RE: New FAQ page

From: Philippe Verdy (
Date: Fri Oct 12 2007 - 17:35:43 CDT

  • Next message: Doug Ewell: "Re: New FAQ page"

    James Kass wrote:
    > Mark Davis wrote,
    > >Your chart example means absolutely zilch.
    > Chart example? What chart example? I suppose you mean the
    > character map application example in which "zilch" is that
    > which is gained.

    The chart examples (including the charts in the Unicode standard) are not
    plain text, simply because of their layout required to make them legible.
    Don't assume that what the chart displays being meaningful in plaintext.
    What is displayed in that case is not representative of the glyphs that will
    be used in actual texts, just focusing what is the intended meaning so that
    each cell can be distinguished.

    Even if an application needs some font support to exhibit such VS boxes, it
    is not required for fonts normally used to render plain text. Fonts and text
    renderers are first built to display plain text correctly, you can do
    whatever you want to display other things such as specific VS boxes for
    building font charts, failing to display VS sequences as intended for plain
    text will miss the point.

    So BEFORE building some support for custom boxes (which is an optional
    possibility) don't forget to support FIRST the standard behaviour which
    should be the default behaviour of your rendering system. To display custom
    glyphs make them available only in specific modes when they are specified by
    the application needing it.

    Notably, VS characters have NO standard behaviour in plaintext when they
    don't follow one of the characters for which there's a defined sequence
    defined in the standard. So when VS characters are appearing isolately, they
    are creating DEFECTIVE sequences: that the place where your renderer could
    display a specific visible glyph, and that will allow you to build charts,
    and even to allow atext editor to work in "visible controls" mode (but such
    editor will use a "feature" in fonts or in renderer to disable explicitly
    the standard behaviour.

    Soyes, I agree with Kenneth and others when they want invisible VS because
    this is the way they were created since the beginning. Any attempt to change
    this would change the VS characters into symbols (that may be part of some
    ligatures), and would defeat the standard. VS characters are NOT spacing
    symbols, they are even not combining characters.

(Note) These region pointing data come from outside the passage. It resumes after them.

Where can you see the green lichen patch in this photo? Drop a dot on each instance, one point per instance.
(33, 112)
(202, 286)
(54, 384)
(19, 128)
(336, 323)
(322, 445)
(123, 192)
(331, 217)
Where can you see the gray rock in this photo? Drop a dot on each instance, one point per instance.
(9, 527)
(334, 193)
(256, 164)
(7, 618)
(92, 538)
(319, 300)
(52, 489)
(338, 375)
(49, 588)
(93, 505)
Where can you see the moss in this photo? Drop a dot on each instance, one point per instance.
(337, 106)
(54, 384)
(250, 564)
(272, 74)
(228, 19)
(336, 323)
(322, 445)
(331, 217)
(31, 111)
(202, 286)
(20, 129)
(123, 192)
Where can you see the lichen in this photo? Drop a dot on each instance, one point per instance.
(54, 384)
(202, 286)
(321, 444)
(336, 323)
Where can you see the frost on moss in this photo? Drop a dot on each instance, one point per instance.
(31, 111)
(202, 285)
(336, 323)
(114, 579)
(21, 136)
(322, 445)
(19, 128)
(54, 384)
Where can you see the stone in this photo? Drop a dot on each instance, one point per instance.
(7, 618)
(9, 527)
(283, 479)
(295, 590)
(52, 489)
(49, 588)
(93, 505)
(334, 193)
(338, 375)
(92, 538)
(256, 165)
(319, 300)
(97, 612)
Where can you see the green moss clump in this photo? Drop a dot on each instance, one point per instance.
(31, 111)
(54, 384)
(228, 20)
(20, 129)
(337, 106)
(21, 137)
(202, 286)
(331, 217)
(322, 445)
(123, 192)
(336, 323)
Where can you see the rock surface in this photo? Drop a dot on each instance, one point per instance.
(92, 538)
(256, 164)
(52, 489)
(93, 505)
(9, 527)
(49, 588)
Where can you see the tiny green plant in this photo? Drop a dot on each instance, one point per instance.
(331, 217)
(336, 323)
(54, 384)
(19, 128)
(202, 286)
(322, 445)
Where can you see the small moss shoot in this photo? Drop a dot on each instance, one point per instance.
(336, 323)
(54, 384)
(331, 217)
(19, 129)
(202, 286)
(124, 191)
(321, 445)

    One of the best way a font can view VS characters is as zero-width spaces
    that may offer some ligatures for those VS sequences that are defined in the
    standard. For every othercase, they remain invisible (that's why their
    code-to-glyph binding in fonts should be to a zero width invisible glyph by
    default, and a specific feature, disabled by default, should encode all
    other bindings to visible glyphs; the standard only permits binding by
    default some sequences of a character followed by a VS, every other
    sequences should be disabled by default).